Lee developed the muscle memory she needed to reach professional status by practicing as much as 10 hours a day. She studied strategy and learned what she could from old-time pool pros, but says there is no substitute for time on the table perfecting that perfect swing.
"It’s not like chess where you can think all you want and (the execution) requires no coordination. (In chess) 100 percent of the time I can move this piece to that spot, whereas in pool, you can look all you want and want this ball to go in that pocket and line it up, but unless you have the right fundamental swing and alignment, you’re not going to make it there; it’s just not gonna go there.

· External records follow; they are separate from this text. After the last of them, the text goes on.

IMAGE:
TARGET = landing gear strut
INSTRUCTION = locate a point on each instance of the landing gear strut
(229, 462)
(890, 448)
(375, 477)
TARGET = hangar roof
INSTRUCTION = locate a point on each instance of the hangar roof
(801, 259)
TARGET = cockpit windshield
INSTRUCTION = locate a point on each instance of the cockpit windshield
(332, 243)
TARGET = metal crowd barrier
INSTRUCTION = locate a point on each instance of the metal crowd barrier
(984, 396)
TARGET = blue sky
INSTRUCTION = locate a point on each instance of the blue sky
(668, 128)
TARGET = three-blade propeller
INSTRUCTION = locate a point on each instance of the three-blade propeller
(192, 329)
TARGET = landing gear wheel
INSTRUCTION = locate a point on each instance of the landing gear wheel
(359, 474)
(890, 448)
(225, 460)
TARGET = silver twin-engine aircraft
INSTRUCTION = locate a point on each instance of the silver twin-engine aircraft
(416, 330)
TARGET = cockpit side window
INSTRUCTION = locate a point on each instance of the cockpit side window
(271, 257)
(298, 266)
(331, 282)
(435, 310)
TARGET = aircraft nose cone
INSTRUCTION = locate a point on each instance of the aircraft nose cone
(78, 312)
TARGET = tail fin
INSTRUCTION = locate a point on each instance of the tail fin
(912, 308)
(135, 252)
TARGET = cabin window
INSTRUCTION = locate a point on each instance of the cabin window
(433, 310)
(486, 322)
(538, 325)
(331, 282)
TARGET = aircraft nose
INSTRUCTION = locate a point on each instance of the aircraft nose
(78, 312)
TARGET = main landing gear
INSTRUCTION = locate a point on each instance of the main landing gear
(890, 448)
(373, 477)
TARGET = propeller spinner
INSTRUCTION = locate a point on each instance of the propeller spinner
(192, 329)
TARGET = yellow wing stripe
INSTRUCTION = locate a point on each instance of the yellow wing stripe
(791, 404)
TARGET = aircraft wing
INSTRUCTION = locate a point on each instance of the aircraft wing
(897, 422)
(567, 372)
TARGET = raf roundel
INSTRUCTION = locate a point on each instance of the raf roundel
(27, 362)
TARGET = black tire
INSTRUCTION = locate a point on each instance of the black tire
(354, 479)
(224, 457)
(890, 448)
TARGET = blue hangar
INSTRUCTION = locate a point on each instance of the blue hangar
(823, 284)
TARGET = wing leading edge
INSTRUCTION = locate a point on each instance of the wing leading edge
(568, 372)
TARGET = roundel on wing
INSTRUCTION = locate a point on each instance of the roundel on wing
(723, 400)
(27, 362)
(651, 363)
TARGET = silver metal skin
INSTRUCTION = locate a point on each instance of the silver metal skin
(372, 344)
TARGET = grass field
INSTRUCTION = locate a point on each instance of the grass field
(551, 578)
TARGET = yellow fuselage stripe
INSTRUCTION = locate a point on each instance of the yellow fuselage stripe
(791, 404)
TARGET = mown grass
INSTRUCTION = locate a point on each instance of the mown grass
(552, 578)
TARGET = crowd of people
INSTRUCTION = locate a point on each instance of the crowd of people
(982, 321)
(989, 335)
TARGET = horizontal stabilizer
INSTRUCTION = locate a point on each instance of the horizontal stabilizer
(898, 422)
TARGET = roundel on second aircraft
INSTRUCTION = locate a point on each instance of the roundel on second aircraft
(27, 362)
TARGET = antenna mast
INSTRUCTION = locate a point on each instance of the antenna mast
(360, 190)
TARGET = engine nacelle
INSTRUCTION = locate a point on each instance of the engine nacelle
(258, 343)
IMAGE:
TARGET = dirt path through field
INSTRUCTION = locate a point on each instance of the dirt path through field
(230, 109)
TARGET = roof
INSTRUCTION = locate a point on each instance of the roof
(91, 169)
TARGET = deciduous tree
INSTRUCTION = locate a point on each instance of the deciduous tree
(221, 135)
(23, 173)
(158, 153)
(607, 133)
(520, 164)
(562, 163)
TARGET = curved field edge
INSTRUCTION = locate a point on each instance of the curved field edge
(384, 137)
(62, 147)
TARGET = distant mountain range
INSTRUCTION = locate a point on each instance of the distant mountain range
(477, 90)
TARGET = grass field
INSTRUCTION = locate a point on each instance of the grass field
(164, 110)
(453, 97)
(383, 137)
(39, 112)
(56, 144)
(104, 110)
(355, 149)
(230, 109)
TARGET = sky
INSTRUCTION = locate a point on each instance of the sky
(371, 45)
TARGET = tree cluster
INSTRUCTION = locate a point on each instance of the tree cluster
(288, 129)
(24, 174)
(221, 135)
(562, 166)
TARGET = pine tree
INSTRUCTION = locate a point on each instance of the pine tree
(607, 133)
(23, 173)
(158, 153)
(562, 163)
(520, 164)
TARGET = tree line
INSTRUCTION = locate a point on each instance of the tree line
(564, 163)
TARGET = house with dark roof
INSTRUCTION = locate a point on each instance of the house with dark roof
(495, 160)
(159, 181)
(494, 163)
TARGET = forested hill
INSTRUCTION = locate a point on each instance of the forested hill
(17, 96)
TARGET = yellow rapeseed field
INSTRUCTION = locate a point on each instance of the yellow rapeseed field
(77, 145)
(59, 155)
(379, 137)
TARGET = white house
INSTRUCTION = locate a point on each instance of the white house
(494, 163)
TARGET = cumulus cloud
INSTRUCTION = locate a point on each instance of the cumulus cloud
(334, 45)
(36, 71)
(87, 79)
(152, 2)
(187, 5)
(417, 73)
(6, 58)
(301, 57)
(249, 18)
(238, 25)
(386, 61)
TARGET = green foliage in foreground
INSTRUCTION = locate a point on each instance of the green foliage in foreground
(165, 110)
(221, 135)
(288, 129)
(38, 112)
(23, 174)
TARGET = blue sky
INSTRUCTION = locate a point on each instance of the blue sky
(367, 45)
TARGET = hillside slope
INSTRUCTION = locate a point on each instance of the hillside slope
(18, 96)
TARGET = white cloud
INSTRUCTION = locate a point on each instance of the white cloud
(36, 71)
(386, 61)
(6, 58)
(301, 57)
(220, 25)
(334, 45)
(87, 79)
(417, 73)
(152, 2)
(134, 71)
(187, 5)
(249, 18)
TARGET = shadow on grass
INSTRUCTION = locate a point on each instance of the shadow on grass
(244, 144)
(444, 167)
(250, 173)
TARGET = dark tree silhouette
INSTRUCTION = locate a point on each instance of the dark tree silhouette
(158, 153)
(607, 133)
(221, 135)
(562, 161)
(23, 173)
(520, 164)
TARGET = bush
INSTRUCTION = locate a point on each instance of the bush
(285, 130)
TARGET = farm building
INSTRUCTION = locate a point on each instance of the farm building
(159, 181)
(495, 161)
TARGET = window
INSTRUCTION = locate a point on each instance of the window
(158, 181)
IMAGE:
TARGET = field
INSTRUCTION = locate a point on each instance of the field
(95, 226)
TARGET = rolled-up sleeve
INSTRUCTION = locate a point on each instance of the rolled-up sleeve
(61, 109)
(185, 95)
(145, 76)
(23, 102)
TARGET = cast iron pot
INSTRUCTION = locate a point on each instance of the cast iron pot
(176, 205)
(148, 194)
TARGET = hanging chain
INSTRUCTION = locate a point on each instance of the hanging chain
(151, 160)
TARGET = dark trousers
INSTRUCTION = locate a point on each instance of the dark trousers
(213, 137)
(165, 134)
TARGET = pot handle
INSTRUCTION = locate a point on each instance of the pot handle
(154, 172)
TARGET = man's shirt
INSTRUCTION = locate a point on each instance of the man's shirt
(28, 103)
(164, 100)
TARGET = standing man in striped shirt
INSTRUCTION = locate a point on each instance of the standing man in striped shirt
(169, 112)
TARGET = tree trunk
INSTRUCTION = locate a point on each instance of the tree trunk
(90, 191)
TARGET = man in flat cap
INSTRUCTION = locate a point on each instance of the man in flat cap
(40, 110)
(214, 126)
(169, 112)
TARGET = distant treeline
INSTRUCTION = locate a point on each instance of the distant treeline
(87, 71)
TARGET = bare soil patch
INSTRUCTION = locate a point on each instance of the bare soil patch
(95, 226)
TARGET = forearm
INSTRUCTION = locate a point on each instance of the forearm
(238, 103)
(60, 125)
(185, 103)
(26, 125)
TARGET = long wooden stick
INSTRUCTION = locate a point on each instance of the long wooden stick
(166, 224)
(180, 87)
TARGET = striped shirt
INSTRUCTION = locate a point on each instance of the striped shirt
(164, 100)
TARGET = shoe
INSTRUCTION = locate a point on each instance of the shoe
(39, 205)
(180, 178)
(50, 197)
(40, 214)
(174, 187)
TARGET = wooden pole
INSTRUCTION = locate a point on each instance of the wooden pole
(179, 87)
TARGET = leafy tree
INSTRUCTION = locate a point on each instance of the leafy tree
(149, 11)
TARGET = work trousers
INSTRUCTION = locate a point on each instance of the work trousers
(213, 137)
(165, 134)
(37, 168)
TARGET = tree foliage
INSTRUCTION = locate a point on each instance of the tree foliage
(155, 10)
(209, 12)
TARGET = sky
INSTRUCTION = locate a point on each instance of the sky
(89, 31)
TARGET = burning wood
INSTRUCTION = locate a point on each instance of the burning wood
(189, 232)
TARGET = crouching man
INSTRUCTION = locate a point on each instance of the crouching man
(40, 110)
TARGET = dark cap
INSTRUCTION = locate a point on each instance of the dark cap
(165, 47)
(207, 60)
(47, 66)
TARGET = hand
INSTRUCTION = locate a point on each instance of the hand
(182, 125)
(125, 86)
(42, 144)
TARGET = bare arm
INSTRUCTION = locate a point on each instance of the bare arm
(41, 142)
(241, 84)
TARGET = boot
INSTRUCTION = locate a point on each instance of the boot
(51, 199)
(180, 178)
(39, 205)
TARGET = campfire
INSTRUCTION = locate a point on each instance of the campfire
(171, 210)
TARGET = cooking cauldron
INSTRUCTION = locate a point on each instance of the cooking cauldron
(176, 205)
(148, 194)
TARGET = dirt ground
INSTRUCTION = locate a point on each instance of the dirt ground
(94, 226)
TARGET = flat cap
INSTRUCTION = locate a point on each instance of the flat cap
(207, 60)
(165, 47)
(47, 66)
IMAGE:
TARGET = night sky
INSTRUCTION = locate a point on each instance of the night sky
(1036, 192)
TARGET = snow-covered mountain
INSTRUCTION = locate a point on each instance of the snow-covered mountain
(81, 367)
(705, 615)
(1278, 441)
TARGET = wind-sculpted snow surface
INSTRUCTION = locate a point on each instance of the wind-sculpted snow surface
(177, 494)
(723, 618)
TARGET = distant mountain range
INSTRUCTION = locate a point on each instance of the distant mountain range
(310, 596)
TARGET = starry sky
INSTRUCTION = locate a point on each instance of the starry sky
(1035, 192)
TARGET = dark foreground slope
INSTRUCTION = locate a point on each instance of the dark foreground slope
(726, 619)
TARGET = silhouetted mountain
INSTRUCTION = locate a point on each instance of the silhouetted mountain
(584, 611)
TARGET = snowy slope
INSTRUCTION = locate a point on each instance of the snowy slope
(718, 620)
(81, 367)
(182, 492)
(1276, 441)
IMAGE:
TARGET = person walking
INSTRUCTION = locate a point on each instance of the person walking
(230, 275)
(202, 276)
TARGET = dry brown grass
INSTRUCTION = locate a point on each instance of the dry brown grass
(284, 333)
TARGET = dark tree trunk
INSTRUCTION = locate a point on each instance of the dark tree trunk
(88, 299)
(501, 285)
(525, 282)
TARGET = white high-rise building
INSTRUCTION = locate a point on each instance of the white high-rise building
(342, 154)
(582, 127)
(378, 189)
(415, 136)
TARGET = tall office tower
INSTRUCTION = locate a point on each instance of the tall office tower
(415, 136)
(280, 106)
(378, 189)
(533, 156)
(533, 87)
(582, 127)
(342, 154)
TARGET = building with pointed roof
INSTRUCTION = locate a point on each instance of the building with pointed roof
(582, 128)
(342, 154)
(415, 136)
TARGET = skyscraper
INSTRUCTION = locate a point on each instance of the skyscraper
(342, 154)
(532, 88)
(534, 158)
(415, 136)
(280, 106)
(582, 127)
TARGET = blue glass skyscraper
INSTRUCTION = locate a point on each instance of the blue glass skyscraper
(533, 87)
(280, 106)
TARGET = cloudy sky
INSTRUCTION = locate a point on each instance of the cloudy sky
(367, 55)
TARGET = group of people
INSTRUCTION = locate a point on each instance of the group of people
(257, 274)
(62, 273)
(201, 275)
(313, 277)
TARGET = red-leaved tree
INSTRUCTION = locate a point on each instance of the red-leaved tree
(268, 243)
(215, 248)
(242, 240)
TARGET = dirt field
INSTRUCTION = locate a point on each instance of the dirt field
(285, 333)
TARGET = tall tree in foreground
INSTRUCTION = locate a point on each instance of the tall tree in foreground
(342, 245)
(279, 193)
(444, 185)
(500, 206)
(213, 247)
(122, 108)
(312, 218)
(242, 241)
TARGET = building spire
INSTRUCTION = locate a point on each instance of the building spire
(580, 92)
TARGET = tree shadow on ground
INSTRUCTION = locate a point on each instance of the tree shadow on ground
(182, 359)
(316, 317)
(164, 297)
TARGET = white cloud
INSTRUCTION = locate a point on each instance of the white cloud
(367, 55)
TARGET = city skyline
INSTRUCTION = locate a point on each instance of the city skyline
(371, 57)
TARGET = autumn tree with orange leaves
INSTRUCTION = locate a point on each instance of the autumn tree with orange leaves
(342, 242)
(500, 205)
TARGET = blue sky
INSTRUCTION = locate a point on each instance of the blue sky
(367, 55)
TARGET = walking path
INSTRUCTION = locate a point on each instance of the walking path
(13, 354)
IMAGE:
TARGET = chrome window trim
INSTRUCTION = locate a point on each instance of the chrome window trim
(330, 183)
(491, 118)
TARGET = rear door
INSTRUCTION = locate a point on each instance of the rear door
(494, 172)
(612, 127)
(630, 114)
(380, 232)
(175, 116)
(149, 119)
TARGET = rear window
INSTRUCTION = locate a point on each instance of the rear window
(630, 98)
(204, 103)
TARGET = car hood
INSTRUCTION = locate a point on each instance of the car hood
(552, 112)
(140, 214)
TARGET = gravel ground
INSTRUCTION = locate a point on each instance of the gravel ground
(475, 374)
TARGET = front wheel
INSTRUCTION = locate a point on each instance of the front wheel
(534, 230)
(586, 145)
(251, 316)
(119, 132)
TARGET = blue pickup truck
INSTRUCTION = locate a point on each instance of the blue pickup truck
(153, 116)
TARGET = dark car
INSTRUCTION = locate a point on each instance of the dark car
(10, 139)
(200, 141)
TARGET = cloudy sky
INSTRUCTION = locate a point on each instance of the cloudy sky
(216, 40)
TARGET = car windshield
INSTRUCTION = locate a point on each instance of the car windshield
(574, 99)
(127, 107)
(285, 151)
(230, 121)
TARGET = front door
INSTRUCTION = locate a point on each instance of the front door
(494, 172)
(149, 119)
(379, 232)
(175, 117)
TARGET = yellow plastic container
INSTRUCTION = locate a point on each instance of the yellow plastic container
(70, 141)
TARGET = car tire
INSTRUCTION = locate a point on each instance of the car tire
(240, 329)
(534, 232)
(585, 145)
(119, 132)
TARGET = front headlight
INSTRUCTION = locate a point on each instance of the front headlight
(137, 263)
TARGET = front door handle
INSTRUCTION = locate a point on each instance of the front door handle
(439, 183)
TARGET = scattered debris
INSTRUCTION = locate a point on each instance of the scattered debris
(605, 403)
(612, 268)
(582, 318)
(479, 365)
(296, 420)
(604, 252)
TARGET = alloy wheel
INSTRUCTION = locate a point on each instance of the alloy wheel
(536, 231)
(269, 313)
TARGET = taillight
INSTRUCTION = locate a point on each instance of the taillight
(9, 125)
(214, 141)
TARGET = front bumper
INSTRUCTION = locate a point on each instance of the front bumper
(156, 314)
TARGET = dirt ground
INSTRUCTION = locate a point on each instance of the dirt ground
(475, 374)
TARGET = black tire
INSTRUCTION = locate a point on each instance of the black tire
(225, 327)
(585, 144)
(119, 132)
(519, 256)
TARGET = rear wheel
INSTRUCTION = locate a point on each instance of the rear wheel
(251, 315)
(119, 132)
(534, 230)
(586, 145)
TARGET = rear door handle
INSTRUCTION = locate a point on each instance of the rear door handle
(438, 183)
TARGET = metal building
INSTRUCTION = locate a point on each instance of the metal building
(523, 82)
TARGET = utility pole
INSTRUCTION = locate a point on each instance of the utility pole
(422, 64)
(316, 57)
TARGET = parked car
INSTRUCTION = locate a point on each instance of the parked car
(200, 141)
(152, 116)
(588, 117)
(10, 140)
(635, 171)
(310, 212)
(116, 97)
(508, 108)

"You have to cause an action, bring it up in your mind, control your body, quiet yourself, and make the perfect swing. That’s what we do every shot. In golf, in archery, every shot. (And) you have every chance in the world to succumb to your own mental weaknesses."
Coming back from a "maternity break" after giving birth to Savannah Lee Breedlove ("my itsy bitsy spider") last month, Lee said she is playing pool at least four hours a day, five days a week. Caring for a newborn and 1-year-old daughter Chloe Angelee has cut into her practice time. "(Chloe) is crawling everywhere, she wants your attention every second, moving everything, pulling everything, poking everything," she said.
Lee is proof that physical limitations need not keep dedicated players from becoming champions. At 13 she was diagnosed with scoliosis, a curvature of the spine. To date she’s had almost a dozen surgeries and continues to receive treatment for related ailments.
"Everyone has their own journey with it. It has to do with the recovery and how bad the level of scoliosis is. I’ve had 10 major surgeries, so I’ve had quite a journey and I still continue to have back pains but it’s not really from the scoliosis. Scoliosis was the beginning but from there I had deteriorated discs (and other complications). I’ve just had multiple problems in my back and different parts of my joints.
"I just try to stay really fit. I go to the doctor, I go to the gym, I go to physical therapy. I eat healthy. I stretch a lot and I lift babies all day long."
The intimidating "Black Widow" mystique notwithstanding, Lee’s sense of humor shines through as she describes herself as "a woman who breaks balls for a living."
"It’s (said) in humor, but it’s what I do!"